Une fille lance un cri de coeur car elle passe sa vie à travailler mais n’a jamais d’argent

Melissa Fleming, une femme ordinaire comme tant d’autres, a récemment partagé un témoignage poignant qui résonne avec des milliers de travailleurs québécois.

Dans une vidéo virale partagée sur les réseaux sociaux, elle confie son épuisement : « Je travaille, je travaille, je travaille. Mon mari travaille, travaille, travaille. Et c’est comme, où est l’argent en plus pour profiter de la vie ? À ce stade, je vis seulement pour travailler. Il n’y a pas de plaisir, sauf travailler. » Ce cri du cœur, exprimé avec une franchise brute, met en lumière une réalité cruelle : le cercle vicieux du travail incessant sans récompense financière tangible.

@melissafleming35

Au Québec, cette frustration n’est pas isolée. Selon des études récentes, près d’un salarié sur trois vit d’une paie à l’autre, et 25% estiment qu’un délai d’une semaine dans leur salaire les mettrait en difficulté financière. L’inflation persistante, combinée à la hausse des coûts du logement et de l’épicerie, ronge les budgets familiaux. Melissa incarne cette génération piégée dans l’existence : lever à l’aube, heures supplémentaires obligatoires, factures qui s’accumulent, et des fins de semaine réduites à des corvées domestiques. « Je suis prête pour ce moment de ma vie où je peux aller travailler, mais ensuite, dans mon temps libre, avoir tout l’argent pour faire tout ce que je veux. Mais pour l’instant, c’est juste travailler et exister. » Ses mots touchent une corde sensible, surtout chez les jeunes familles de banlieue comme à Terrebonne, où le coût de la vie explose.
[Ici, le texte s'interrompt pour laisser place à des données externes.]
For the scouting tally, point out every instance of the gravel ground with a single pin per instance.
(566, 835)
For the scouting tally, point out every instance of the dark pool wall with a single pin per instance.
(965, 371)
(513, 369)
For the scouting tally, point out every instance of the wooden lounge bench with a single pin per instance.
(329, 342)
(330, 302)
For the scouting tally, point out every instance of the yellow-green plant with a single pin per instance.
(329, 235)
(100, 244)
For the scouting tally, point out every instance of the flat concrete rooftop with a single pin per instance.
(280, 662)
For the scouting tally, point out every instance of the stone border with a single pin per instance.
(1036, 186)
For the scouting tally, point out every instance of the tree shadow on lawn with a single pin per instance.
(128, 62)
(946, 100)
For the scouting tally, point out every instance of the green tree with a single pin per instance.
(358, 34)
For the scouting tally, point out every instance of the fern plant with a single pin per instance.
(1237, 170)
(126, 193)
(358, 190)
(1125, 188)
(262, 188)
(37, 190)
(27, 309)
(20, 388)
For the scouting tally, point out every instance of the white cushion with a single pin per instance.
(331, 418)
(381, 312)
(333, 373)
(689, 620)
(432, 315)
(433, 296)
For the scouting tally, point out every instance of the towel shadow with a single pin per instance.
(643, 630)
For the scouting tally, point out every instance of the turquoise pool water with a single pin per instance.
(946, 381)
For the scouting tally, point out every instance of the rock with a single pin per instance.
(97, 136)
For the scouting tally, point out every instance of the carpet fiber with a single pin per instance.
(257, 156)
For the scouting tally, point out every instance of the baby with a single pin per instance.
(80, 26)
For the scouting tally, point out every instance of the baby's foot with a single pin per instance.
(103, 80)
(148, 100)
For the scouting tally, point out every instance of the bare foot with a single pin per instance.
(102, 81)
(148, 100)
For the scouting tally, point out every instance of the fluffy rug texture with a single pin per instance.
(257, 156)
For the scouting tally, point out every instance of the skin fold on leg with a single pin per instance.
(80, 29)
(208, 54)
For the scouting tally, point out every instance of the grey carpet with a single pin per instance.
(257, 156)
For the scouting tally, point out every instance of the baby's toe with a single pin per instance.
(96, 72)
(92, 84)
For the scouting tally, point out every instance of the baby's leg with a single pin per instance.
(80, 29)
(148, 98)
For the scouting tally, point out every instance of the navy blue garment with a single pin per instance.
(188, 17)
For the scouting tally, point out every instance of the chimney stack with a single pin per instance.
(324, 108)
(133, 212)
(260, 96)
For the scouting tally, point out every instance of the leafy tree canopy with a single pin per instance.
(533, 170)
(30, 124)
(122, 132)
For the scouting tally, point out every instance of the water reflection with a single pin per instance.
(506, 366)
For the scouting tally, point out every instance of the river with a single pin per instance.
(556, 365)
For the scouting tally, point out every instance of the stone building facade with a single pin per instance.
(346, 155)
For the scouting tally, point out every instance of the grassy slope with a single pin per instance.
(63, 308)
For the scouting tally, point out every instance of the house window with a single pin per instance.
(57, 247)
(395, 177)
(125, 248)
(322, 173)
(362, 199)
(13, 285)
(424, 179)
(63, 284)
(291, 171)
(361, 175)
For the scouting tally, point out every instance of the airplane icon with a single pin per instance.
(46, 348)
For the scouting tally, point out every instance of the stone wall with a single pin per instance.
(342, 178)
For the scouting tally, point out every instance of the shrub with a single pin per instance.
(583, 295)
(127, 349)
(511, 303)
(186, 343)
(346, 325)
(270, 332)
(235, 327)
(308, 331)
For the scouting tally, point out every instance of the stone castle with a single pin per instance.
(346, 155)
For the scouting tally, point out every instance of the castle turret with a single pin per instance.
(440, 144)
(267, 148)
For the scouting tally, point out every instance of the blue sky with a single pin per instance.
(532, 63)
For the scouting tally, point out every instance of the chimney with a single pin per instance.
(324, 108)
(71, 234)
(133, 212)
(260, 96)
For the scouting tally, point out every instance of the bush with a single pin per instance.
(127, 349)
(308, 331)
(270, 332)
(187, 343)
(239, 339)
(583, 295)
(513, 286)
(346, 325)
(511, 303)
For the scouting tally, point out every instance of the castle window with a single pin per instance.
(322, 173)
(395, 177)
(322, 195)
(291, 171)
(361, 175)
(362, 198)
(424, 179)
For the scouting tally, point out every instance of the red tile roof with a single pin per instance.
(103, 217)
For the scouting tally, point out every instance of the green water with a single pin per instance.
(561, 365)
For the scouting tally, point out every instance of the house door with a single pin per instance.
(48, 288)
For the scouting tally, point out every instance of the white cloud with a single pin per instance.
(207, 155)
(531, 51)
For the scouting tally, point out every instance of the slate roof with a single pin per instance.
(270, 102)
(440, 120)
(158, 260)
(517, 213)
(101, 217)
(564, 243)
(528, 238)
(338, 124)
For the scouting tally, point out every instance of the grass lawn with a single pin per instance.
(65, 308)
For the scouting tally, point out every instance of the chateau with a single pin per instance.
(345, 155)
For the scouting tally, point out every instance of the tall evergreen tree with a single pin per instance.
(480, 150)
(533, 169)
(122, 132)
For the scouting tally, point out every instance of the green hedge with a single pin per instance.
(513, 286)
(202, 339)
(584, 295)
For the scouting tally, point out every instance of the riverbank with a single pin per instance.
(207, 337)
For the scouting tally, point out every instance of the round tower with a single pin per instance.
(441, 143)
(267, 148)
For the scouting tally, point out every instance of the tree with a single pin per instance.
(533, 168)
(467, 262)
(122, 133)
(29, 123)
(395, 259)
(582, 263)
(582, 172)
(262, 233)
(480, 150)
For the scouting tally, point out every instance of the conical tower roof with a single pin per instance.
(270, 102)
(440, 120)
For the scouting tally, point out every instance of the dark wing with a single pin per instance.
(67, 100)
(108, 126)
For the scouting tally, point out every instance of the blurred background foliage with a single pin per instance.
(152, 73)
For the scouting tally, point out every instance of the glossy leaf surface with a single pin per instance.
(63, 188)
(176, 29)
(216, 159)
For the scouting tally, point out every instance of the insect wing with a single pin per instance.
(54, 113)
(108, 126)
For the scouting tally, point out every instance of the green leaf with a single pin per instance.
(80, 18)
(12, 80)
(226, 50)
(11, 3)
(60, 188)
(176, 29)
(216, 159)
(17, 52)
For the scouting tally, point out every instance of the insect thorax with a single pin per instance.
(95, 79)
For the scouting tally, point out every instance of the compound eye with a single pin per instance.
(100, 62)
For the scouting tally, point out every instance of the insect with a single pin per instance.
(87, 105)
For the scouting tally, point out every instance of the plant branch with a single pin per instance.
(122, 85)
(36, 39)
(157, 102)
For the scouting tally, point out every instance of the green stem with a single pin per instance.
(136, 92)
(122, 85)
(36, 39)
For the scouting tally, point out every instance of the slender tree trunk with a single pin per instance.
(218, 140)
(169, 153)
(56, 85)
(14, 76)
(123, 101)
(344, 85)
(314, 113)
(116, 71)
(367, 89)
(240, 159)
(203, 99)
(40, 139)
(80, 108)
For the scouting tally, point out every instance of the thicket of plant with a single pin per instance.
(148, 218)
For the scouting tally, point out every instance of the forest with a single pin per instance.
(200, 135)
Cette situation n’est pas une fatalité. Des experts en finances personnelles recommandent la règle 50/30/20 adaptée au Québec : 55% pour les besoins essentiels (logement, nourriture), 25% pour les plaisirs et 20% pour l’épargne ou les dettes. Profiter des groupes d’achats en vrac chez Costco, explorer Facebook Marketplace pour l’usagé, ou ouvrir un CELI pour épargner sans impôts sur les gains peut faire une différence. De plus, négocier une augmentation ou un poste hybride aide à restaurer l’équilibre travail-vie personnelle, un enjeu majeur au Québec où 57% des cadres peinent à concilier les deux.

@melissafleming35

Pour briser ce cycle, commencez par un budget réaliste et priorisez l’épargne d’urgence – visez 5 000 $ pour un fonds de sécurité. Diversifiez vos revenus avec des side hustles, comme la livraison ou la vente en ligne, populaires chez les Québécois. Enfin, entourez-vous de soutien : parlez-en à un conseiller financier ou rejoignez des communautés en ligne. Melissa nous rappelle que la vie ne se résume pas au travail ; elle mérite d’être savourée.

Avec de la discipline et des astuces locales, le rêve d’un temps libre abondant devient accessible.